Selamat Membaca
Eric Alaric Wiguna bangkit dari kursinya, wajahnya gelap. Ekspresi Luca Wiguna dan Pengacara Wibowo sama tegangnya. Sementara itu, Mini masih berdiri linglung di tengah ruangan, memegang bahu Nenek Alessandra.
“Valerius?” Luca mendesis, menatap Mini dengan jijik. “Mereka sudah punah, Eric. Ini jebakan.”
Nenek Alessandra, meskipun pucat, kembali ke sikap Matriark-nya. Ia menarik napas dalam-dalam. “Darah itu tidak akan pernah hilang. Aku merasakan getaran kebencian Valerius saat menyentuhnya. Surat ancaman itu... otentik.” Ia menatap Eric. “Kita tidak bisa menyerahkan aset logistik Kakek Pranoto, dan kita tidak bisa membiarkan nama klan ternoda karena menolak wasiat hanya karena calon pengantinmu ini adalah keturunan musuh lama.”
Eric menatap Mini. Mini, yang kini menyadari namanya dan darahnya adalah masalah besar, malah sibuk membersihkan bekas darah dari jas Nenek Alessandra menggunakan ujung blazer ketatnya.
“Mini, hentikan,” perintah Eric tajam. “Mulai sekarang, kau bukan hanya tunangan palsu. Kau adalah target kelas satu klan pesaing.”
Mini berhenti menggosok, matanya melebar. “Musuh? Saya? Saya cuma bisa memotong kertas, Pak Eric. Bukan memotong leher.”
Eric mengabaikannya. Ia memberi perintah kepada Pengacara Wibowo dan Ayah Luca untuk mengamankan semua aset Pranoto di bawah pengawasan Wiguna secara ketat. Lalu ia menoleh ke Mini. “Kita ke rumah. Sekarang.”

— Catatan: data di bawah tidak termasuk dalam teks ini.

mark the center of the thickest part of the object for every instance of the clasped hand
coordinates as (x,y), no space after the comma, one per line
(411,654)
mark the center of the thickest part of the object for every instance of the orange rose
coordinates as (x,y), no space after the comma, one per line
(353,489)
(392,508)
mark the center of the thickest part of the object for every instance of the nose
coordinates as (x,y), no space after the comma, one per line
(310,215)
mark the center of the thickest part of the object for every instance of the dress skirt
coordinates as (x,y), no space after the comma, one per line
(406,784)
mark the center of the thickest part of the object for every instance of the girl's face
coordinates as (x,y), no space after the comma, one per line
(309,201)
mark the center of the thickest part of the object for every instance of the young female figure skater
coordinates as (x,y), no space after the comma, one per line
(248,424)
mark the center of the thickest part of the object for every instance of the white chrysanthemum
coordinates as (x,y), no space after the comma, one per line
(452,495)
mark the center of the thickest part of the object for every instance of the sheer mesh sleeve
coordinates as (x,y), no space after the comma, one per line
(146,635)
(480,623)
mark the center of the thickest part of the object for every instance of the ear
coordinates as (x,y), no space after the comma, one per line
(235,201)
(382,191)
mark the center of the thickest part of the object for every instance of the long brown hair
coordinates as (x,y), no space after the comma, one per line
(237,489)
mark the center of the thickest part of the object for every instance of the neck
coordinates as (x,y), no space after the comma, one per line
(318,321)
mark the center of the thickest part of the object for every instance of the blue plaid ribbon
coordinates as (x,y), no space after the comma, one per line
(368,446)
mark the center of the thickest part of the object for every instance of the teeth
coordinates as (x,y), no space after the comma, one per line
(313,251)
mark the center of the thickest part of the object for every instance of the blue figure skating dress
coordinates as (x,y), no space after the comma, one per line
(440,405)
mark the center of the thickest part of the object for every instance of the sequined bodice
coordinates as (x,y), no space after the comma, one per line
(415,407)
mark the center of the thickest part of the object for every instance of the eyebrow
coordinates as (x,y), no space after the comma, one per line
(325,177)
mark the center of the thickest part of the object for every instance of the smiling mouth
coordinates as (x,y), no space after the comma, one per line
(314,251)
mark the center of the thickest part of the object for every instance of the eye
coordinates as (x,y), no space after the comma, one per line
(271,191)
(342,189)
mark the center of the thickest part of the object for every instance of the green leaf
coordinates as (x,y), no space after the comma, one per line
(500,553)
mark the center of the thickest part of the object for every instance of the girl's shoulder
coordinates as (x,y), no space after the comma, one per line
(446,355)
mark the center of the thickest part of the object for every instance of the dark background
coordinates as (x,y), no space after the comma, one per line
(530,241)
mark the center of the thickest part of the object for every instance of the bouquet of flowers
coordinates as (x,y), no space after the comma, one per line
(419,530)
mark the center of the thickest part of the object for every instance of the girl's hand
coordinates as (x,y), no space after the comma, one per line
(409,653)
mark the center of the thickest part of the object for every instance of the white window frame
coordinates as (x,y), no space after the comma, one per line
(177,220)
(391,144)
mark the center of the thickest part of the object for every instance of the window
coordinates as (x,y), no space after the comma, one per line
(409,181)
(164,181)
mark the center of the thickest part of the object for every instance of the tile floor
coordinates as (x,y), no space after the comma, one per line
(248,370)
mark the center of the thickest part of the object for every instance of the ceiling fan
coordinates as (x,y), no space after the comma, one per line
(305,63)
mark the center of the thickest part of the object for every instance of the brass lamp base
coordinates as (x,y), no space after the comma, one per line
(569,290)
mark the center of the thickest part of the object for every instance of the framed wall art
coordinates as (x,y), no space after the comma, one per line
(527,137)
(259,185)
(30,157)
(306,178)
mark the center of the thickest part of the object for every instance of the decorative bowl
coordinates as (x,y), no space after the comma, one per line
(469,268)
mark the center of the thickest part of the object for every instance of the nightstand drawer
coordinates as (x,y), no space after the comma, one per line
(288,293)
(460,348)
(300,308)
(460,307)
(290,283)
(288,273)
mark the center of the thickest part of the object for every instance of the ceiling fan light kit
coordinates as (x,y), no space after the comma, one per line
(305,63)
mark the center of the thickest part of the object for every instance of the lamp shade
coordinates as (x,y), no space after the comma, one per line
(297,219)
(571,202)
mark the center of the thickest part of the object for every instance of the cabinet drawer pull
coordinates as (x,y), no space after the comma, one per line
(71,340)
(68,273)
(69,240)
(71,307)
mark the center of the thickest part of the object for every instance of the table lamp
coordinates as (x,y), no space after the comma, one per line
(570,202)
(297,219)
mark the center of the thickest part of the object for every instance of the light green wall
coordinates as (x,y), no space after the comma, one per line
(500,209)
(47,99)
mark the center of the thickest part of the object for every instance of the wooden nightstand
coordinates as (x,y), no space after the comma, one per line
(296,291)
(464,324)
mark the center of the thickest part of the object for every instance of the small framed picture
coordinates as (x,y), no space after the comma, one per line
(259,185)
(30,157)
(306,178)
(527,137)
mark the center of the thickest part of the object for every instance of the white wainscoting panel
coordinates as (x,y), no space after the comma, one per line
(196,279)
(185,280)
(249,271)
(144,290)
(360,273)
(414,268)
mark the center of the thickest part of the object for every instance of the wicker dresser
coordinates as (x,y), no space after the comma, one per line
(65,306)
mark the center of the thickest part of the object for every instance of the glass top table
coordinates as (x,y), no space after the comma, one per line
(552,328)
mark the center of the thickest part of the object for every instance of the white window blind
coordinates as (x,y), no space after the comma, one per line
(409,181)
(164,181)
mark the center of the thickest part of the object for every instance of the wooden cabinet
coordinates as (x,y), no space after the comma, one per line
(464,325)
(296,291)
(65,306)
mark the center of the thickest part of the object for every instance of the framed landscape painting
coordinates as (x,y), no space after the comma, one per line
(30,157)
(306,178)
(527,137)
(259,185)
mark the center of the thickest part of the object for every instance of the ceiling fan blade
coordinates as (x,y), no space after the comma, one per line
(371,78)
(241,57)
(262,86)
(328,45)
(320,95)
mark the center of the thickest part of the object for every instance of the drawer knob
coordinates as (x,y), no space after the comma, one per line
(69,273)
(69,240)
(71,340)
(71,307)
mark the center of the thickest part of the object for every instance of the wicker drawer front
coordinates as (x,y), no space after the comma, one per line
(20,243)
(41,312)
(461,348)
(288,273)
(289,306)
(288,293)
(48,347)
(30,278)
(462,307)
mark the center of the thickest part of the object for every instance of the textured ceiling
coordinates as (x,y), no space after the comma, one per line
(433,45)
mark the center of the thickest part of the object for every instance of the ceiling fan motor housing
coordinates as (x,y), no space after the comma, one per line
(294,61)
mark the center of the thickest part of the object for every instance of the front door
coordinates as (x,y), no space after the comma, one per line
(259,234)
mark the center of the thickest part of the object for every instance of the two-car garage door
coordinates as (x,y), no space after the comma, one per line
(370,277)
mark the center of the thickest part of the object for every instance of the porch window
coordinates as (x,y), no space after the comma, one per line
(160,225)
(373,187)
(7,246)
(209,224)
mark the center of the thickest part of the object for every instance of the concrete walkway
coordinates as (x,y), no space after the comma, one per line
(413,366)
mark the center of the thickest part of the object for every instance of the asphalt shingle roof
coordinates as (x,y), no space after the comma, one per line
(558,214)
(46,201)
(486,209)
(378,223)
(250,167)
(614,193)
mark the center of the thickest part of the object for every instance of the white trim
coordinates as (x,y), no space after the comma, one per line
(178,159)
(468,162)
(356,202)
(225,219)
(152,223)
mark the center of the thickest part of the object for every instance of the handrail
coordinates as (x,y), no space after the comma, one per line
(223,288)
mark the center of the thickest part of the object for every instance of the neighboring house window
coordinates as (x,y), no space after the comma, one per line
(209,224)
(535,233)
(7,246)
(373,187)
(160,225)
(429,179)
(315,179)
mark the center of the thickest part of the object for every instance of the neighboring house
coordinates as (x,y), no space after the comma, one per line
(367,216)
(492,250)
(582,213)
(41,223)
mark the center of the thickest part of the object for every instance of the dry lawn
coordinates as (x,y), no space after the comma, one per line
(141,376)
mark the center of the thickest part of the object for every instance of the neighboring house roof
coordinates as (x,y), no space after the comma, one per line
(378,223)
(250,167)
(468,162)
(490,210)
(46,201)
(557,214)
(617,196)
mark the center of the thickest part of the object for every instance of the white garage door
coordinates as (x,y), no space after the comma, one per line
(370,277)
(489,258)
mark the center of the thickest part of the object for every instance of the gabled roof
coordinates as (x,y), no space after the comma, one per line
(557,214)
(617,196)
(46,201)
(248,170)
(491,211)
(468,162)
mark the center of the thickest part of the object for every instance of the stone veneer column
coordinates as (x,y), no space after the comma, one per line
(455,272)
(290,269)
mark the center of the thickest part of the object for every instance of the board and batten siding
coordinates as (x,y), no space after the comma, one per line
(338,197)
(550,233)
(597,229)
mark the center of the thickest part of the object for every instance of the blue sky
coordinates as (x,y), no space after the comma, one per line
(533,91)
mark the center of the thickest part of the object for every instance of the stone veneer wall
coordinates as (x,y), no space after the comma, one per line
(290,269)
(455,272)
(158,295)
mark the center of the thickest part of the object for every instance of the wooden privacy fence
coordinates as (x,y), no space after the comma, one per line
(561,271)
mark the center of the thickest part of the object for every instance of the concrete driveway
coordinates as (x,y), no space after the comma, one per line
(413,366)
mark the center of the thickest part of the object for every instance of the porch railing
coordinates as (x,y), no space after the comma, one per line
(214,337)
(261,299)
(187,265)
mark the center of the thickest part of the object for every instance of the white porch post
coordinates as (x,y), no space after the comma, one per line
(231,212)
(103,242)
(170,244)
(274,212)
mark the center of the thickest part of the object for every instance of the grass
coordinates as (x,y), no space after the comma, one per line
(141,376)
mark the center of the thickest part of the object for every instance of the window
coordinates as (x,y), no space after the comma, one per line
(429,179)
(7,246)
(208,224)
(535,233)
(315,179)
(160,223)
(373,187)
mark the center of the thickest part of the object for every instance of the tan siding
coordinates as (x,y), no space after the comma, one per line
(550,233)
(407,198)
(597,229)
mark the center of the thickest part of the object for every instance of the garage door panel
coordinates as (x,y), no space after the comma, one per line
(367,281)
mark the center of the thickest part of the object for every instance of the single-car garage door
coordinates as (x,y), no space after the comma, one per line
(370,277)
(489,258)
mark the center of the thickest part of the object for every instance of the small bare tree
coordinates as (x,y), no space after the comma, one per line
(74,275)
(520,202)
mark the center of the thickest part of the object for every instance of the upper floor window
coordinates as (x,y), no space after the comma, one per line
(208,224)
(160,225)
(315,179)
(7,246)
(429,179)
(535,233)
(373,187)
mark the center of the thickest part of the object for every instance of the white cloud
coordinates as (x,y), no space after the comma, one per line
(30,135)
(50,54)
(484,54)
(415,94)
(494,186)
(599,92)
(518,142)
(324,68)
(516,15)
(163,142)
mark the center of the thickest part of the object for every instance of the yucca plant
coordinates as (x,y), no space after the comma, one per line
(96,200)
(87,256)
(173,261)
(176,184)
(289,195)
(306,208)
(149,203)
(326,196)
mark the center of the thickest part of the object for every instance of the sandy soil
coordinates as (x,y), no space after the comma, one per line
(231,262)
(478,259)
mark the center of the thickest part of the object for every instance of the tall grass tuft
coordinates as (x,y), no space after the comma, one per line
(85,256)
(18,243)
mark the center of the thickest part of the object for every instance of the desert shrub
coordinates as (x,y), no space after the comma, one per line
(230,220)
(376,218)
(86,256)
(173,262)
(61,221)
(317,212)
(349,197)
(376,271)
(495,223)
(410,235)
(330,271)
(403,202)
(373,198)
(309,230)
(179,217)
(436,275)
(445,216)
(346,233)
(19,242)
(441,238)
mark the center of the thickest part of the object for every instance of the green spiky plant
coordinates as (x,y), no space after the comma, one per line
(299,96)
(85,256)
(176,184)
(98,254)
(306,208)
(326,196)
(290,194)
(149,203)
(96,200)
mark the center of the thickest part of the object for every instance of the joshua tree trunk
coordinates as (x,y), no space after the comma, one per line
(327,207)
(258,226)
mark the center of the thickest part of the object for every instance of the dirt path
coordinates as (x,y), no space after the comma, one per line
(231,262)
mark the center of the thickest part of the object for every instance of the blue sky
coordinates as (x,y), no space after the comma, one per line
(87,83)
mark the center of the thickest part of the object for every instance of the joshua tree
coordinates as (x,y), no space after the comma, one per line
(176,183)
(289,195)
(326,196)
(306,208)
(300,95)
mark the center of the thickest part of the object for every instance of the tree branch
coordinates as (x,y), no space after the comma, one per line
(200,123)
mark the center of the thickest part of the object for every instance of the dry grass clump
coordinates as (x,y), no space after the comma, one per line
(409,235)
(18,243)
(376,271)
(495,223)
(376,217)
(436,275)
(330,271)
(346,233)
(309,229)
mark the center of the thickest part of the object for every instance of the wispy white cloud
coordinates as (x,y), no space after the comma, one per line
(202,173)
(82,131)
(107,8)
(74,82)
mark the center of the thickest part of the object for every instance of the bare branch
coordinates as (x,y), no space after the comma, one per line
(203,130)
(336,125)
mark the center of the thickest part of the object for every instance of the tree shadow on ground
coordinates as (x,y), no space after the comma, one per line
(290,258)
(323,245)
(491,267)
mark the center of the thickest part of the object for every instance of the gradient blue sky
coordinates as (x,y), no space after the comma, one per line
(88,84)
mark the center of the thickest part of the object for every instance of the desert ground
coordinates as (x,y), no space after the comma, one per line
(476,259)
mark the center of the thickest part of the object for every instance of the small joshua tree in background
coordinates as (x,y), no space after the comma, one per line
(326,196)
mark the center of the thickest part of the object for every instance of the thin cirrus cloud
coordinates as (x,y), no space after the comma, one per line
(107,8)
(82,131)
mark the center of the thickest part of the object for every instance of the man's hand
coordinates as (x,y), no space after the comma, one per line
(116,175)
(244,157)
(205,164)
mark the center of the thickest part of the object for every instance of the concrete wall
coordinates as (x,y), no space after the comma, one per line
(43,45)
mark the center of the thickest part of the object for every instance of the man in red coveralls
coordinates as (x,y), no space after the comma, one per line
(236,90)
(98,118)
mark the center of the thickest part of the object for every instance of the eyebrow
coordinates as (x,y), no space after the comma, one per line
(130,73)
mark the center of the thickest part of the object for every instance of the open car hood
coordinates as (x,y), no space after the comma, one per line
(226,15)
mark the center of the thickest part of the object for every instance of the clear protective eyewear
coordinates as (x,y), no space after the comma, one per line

Di mobil limusin hitam antipeluru milik Eric, Mini merasa seperti tikus yang terperangkap dalam kotak logam mewah. Ia duduk di seberang Eric, yang sibuk berbicara dengan pengawalnya, Marco, dalam bahasa Italia yang cepat dan penuh perintah.
“Marco, pastikan pengiriman di Calabria dialihkan. Tingkatkan keamanan di semua basis Wiguna. Dan yang paling penting: tidak ada satu pun berita tentang pertunangan ini yang bocor. Terutama di Italia,” ujar Eric, nadanya mengancam.
Mini memberanikan diri. “Pak Eric, kenapa mereka mau saya? Saya tidak punya apa-apa. Kalau mereka mau wasiat kakek, kenapa tidak langsung bunuh saya saja?”
Eric menghela napas, menatap Mini. “Klan Valerius selalu menjunjung tinggi kehormatan di atas segalanya, bahkan dalam balas dendam. Mereka tidak akan membunuhmu tanpa memberimu kesempatan ‘bertarung’—atau setidaknya menjadikanmu umpan yang sempurna.”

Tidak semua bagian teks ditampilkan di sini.